Les enseignants ne demandent pas tant des circulaires plus claires que le soutien d'une équipe, d'une concertation. Si dans chaque établissement, l'équipe enseignante se réunissait régulièrement pour déterminer une attitude commune, les professeurs se sentiraient davantage engagés et soutenus. Nous invitons les équipes de direction à ouvrir des espaces de concertation. La réponse ne passe pas par une inflation réglementaire, mais par une réflexion sur la culture et les pratiques pédagogiques.

J'ai été peu sollicité par le Conseil supérieur des programmes, même si j'ai eu l'occasion de travailler avec Pierre Kahn. En revanche, le cabinet de la ministre m'a invité à intervenir sur la question de l'enseignement moral et civique.

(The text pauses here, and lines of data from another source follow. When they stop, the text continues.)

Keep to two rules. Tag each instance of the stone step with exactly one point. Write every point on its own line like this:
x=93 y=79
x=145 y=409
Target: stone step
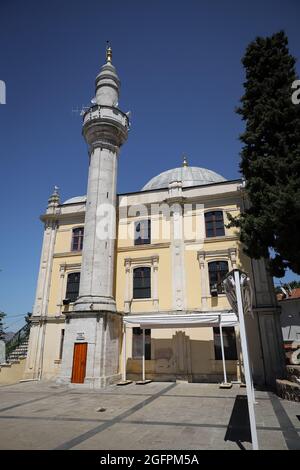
x=288 y=390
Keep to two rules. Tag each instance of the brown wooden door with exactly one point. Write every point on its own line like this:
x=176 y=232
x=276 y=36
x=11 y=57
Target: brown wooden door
x=79 y=363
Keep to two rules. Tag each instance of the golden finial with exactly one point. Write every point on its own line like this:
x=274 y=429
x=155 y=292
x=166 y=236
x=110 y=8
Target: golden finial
x=185 y=162
x=108 y=52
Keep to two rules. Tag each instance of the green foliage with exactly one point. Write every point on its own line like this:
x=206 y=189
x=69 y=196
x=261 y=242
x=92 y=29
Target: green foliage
x=270 y=157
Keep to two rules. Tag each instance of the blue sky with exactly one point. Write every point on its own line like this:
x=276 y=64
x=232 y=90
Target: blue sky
x=180 y=67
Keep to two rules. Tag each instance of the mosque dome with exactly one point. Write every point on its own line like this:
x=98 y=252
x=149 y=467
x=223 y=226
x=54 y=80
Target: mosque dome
x=75 y=200
x=188 y=175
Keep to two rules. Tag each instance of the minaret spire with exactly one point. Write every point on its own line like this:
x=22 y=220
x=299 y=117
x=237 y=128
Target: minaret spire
x=108 y=52
x=107 y=82
x=185 y=161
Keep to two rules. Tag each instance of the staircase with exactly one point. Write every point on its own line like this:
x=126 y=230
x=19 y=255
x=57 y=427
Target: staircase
x=289 y=388
x=17 y=346
x=19 y=353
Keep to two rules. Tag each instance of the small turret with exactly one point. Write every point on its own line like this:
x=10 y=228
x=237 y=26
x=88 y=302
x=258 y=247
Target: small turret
x=53 y=201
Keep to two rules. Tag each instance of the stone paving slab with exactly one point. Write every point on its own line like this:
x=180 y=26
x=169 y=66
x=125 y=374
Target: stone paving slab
x=159 y=415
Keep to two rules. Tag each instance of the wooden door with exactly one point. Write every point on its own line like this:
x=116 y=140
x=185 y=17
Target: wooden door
x=79 y=363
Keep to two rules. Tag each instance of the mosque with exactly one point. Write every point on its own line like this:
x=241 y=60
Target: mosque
x=130 y=285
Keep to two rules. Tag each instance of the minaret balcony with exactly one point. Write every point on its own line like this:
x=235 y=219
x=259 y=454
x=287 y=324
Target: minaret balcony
x=108 y=113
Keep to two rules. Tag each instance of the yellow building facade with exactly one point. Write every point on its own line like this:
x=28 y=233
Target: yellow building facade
x=165 y=252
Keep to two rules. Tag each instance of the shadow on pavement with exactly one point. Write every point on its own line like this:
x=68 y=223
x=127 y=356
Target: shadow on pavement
x=238 y=429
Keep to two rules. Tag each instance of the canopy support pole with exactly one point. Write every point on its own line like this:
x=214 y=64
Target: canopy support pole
x=248 y=378
x=143 y=364
x=124 y=353
x=223 y=353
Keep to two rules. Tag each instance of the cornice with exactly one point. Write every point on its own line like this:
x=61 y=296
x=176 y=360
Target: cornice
x=67 y=254
x=153 y=246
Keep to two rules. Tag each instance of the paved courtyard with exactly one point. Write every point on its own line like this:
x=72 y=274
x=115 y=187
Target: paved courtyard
x=153 y=416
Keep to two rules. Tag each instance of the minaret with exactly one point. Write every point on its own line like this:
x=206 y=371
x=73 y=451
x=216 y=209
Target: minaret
x=94 y=319
x=105 y=129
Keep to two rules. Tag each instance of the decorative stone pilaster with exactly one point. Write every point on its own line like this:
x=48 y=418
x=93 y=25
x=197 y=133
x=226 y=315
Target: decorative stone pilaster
x=203 y=279
x=33 y=368
x=155 y=282
x=177 y=253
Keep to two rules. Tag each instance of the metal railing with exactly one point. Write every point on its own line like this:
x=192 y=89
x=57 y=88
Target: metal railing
x=18 y=339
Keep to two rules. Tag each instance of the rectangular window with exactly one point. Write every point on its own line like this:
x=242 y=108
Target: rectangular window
x=72 y=286
x=217 y=270
x=142 y=283
x=229 y=342
x=77 y=239
x=137 y=343
x=214 y=224
x=142 y=232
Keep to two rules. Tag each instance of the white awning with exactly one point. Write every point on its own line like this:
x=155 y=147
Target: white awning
x=188 y=320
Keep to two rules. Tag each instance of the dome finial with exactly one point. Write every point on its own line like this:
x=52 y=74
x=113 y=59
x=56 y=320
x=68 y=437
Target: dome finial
x=184 y=162
x=108 y=52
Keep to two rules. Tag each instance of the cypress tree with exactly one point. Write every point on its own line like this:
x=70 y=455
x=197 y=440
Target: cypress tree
x=270 y=156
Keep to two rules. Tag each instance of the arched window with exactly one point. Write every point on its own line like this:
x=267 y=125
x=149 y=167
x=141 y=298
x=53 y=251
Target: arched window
x=229 y=343
x=77 y=239
x=217 y=270
x=214 y=224
x=142 y=283
x=72 y=286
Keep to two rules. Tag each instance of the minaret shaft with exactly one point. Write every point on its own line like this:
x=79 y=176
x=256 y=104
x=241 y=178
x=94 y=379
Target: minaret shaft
x=95 y=320
x=97 y=272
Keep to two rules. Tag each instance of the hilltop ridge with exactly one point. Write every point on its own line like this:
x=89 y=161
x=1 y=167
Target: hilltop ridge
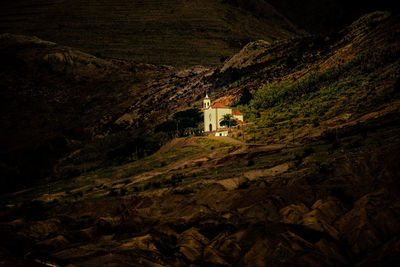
x=314 y=180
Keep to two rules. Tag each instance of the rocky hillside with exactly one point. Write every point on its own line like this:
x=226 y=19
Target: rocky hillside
x=311 y=179
x=173 y=32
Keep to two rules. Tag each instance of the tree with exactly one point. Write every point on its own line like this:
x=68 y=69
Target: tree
x=228 y=120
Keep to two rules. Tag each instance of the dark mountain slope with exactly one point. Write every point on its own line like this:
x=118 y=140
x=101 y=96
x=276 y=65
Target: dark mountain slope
x=173 y=32
x=324 y=16
x=314 y=183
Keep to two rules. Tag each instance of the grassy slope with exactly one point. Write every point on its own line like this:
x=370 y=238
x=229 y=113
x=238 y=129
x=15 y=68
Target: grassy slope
x=329 y=198
x=173 y=32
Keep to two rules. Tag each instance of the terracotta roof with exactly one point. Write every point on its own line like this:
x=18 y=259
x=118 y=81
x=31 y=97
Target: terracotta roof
x=219 y=106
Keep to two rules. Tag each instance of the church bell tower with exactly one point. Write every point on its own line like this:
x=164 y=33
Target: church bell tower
x=206 y=102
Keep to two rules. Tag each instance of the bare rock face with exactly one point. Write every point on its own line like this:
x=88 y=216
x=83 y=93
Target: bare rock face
x=293 y=213
x=44 y=229
x=330 y=209
x=191 y=244
x=249 y=55
x=371 y=222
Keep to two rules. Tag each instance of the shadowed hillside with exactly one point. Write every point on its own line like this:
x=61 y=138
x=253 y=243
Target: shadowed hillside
x=173 y=32
x=314 y=180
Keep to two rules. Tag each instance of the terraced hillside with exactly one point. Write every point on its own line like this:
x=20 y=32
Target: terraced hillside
x=313 y=182
x=174 y=32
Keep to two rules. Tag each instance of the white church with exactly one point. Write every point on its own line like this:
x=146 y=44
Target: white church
x=214 y=114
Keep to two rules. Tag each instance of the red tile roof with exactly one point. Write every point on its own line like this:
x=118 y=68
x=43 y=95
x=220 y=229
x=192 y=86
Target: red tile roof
x=219 y=106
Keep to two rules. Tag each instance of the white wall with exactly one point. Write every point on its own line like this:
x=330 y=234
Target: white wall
x=238 y=117
x=220 y=113
x=209 y=117
x=223 y=133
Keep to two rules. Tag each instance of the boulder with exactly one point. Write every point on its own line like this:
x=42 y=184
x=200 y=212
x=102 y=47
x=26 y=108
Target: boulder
x=293 y=213
x=191 y=244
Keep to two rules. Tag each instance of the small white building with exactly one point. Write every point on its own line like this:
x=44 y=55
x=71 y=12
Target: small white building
x=214 y=114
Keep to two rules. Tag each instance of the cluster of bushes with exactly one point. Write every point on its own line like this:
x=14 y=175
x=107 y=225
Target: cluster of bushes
x=278 y=93
x=183 y=123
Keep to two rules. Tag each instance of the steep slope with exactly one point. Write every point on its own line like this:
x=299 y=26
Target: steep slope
x=173 y=32
x=54 y=98
x=320 y=17
x=316 y=184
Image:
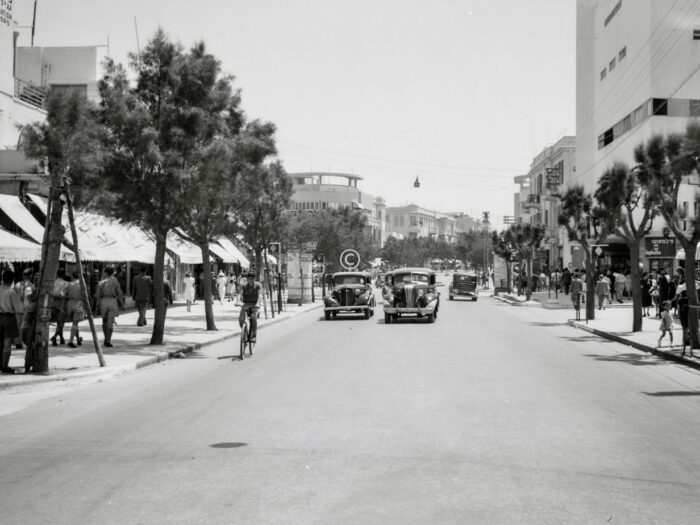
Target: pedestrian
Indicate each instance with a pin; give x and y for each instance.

Quelle morale enseigner ? Comment l'enseigner de manière laïque ? Un enseignement doctrinal, ex cathedra, ne fonctionne pas. Il est urgent de former les enseignants à la conduite d'ateliers à visée philosophique fondés sur la discussion et la participation : les élèves seraient ainsi appelés à construire les valeurs auxquelles ils adhéreraient. On ne peut pas transmettre de morale en s'en tenant à la seule théorie. Chaque année, chaque élève doit participer, au sein d'une équipe, à une tâche morale d'intérêt général, être investi d'une responsabilité pour laquelle il sera valorisé. La réflexion sur le service civique portée par le chef de l'État s'inscrit dans le prolongement de celle sur l'école, car le jeune adulte doit comprendre dès son entrée dans le monde professionnel que l'enjeu n'est pas seulement sa réussite personnelle, mais l'intérêt général qu'il est appelé à servir.

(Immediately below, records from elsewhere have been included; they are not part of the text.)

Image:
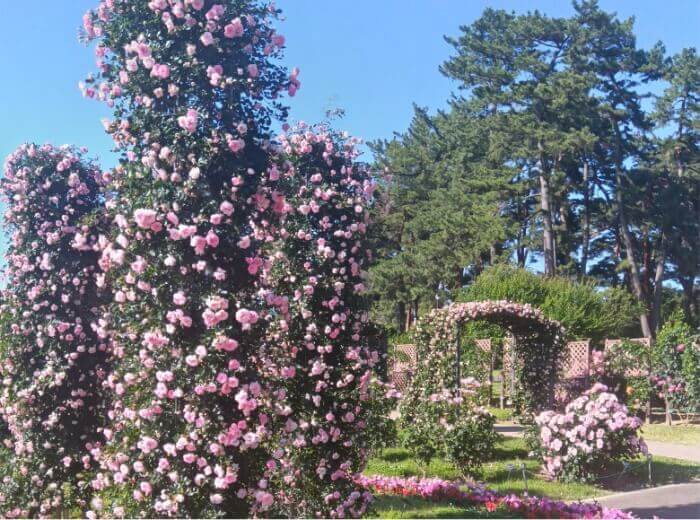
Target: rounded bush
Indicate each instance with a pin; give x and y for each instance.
(53, 349)
(590, 438)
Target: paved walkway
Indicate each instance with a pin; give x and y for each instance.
(674, 501)
(664, 449)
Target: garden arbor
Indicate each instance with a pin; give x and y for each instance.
(539, 345)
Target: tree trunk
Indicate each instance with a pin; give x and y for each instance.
(689, 303)
(586, 246)
(409, 316)
(548, 231)
(628, 242)
(658, 285)
(401, 313)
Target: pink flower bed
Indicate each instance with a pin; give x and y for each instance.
(437, 490)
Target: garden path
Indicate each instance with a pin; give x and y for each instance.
(674, 501)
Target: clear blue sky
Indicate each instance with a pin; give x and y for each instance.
(373, 58)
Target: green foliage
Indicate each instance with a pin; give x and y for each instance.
(675, 362)
(470, 442)
(584, 310)
(548, 152)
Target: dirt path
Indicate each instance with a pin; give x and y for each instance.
(674, 501)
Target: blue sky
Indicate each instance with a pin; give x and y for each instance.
(373, 58)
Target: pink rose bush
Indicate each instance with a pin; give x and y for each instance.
(594, 432)
(239, 378)
(438, 490)
(241, 373)
(451, 424)
(53, 353)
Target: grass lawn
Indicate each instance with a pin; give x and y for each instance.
(678, 434)
(510, 452)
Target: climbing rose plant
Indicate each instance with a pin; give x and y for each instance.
(450, 423)
(235, 261)
(539, 343)
(53, 354)
(590, 438)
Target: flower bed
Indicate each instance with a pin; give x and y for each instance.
(437, 490)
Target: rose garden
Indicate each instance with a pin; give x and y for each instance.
(192, 333)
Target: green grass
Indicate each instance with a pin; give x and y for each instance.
(501, 414)
(497, 473)
(410, 507)
(678, 434)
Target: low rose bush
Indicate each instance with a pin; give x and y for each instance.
(449, 423)
(593, 434)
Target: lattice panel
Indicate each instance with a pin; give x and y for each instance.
(483, 344)
(403, 365)
(409, 351)
(509, 365)
(576, 361)
(634, 372)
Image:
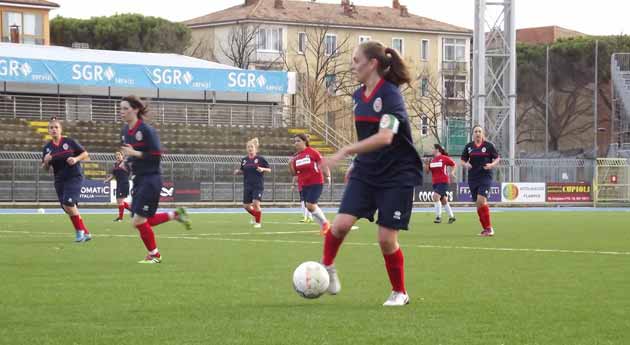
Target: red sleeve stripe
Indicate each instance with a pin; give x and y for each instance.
(370, 119)
(62, 153)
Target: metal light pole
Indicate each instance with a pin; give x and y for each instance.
(596, 99)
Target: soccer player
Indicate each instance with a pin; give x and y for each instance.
(480, 157)
(440, 177)
(64, 155)
(253, 169)
(142, 145)
(387, 166)
(306, 165)
(120, 172)
(307, 217)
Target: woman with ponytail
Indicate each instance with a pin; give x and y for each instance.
(479, 158)
(141, 144)
(253, 168)
(440, 177)
(386, 169)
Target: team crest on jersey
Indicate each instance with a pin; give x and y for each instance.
(378, 105)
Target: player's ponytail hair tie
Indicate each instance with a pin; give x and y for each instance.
(137, 104)
(440, 149)
(391, 66)
(254, 142)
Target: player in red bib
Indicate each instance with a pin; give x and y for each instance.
(306, 165)
(439, 169)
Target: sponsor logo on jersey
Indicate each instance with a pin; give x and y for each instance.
(302, 162)
(378, 105)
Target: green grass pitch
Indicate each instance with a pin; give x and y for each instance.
(546, 279)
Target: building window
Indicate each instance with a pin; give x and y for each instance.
(331, 84)
(397, 43)
(424, 125)
(424, 50)
(301, 42)
(454, 49)
(10, 21)
(33, 29)
(455, 87)
(331, 44)
(424, 87)
(270, 39)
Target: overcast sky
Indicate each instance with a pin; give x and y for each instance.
(603, 17)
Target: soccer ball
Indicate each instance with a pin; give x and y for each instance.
(310, 280)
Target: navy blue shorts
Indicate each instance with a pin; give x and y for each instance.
(68, 191)
(394, 205)
(122, 190)
(481, 188)
(252, 193)
(311, 194)
(146, 195)
(441, 189)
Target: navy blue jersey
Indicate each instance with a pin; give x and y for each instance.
(395, 165)
(66, 148)
(251, 177)
(145, 139)
(478, 157)
(121, 172)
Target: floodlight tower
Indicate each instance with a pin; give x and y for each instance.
(494, 75)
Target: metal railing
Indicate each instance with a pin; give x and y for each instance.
(22, 179)
(207, 113)
(107, 109)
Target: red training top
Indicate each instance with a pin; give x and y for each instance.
(439, 173)
(306, 165)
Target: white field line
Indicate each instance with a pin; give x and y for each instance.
(319, 242)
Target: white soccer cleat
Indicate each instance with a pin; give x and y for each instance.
(334, 285)
(397, 299)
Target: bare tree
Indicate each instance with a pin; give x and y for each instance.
(428, 100)
(240, 47)
(201, 48)
(322, 64)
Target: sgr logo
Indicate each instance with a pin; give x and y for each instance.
(13, 68)
(92, 73)
(245, 79)
(168, 76)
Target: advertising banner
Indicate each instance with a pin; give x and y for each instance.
(463, 192)
(523, 192)
(94, 191)
(424, 193)
(138, 76)
(569, 192)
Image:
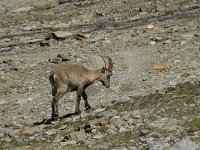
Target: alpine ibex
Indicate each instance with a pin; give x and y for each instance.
(74, 77)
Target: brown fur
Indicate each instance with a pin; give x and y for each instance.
(74, 77)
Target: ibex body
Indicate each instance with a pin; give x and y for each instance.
(74, 77)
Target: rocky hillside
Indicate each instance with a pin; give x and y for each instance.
(154, 99)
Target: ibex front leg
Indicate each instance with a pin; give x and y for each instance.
(87, 106)
(78, 99)
(60, 93)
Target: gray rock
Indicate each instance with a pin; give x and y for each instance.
(184, 144)
(98, 136)
(51, 131)
(119, 148)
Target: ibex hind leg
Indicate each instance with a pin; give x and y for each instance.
(87, 106)
(58, 94)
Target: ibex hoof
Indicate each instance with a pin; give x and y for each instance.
(87, 107)
(55, 117)
(77, 112)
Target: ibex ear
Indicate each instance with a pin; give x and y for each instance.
(103, 70)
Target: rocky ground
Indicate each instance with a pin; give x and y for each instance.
(154, 99)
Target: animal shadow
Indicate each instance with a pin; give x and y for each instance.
(49, 121)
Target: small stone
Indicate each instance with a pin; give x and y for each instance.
(73, 142)
(44, 43)
(55, 60)
(157, 67)
(150, 26)
(2, 134)
(64, 57)
(63, 1)
(61, 35)
(160, 8)
(23, 9)
(122, 129)
(98, 136)
(81, 36)
(99, 110)
(41, 5)
(152, 43)
(7, 61)
(51, 131)
(29, 28)
(119, 148)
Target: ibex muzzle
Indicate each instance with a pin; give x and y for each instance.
(73, 77)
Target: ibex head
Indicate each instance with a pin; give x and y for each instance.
(106, 72)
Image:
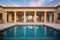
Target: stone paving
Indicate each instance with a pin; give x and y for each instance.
(7, 25)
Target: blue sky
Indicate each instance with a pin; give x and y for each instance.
(35, 3)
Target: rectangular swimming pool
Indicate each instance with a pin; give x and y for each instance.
(30, 32)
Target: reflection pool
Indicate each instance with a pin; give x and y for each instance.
(30, 32)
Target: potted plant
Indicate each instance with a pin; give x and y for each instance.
(0, 19)
(58, 19)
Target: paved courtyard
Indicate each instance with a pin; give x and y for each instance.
(7, 25)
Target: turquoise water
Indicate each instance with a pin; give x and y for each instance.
(30, 33)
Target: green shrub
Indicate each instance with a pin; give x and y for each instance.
(58, 17)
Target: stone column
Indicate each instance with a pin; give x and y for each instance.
(5, 17)
(10, 17)
(15, 17)
(45, 17)
(24, 17)
(50, 18)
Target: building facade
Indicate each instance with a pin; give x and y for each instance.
(29, 14)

Vous avez mentionné ma tribune dans Le Monde. J'ai conscience de la compétence limitée du philosophe, qui est une force de proposition, de réflexion, mise à la disposition du responsable politique. Certaines de mes propositions ont un caractère de prime abord très théorique, comme celle de créer un ministère de la fraternité. Je suis prêt à discuter de la meilleure façon d'incarner de telles idées dans les politiques publiques.

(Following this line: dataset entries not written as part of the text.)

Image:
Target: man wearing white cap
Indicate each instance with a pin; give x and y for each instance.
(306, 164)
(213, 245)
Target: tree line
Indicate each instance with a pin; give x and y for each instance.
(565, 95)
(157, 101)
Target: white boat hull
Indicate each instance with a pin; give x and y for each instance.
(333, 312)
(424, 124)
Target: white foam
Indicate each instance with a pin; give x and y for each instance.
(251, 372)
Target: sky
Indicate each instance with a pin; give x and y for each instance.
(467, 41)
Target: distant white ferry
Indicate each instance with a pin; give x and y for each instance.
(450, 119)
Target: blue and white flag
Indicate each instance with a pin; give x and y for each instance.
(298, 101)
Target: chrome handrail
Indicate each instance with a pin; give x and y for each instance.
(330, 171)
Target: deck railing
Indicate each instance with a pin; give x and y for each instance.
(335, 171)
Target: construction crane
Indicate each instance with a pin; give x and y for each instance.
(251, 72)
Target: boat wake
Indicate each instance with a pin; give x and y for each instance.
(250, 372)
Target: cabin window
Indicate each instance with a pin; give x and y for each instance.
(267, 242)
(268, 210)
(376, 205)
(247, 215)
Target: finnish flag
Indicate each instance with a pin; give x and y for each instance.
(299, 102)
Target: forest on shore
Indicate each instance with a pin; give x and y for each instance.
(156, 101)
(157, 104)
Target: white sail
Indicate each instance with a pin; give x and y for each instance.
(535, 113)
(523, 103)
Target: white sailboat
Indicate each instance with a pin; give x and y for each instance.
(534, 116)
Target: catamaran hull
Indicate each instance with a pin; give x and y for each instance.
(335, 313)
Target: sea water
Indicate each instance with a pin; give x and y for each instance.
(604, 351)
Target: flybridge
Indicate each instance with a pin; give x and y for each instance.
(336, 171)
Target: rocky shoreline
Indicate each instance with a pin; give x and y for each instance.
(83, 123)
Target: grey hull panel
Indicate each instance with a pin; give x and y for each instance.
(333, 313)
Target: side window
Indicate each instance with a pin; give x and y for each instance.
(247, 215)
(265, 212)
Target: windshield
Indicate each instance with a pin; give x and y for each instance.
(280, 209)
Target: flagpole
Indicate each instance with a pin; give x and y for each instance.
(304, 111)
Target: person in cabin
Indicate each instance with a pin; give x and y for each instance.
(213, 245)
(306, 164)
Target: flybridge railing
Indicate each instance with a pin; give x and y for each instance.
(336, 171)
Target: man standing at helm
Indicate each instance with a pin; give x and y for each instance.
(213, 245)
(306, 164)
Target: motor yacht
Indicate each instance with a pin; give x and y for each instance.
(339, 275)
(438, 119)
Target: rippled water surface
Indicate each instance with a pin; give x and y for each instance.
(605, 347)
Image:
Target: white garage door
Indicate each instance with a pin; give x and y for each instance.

J'ai voulu témoigner de la bienveillance de l'institution scolaire. Ayons confiance dans notre école, dans ces personnels compétents qui prennent leur métier à coeur, qui ont le souci de transmettre des valeurs et des savoirs et de réduire les inégalités. L'école « ouverte aux parents » - c'est ainsi que nous en parlons - dit bien la nécessité d'impliquer les parents dans l'institution, à travers un dialogue permanent. Dans certains milieux, la relation de confiance n'est pas établie, comme l'a montré la fameuse « journée de retrait ». C'est à l'école de leur faire comprendre le bénéfice que les valeurs républicaines représentent pour leurs enfants, qui ont tout à y gagner.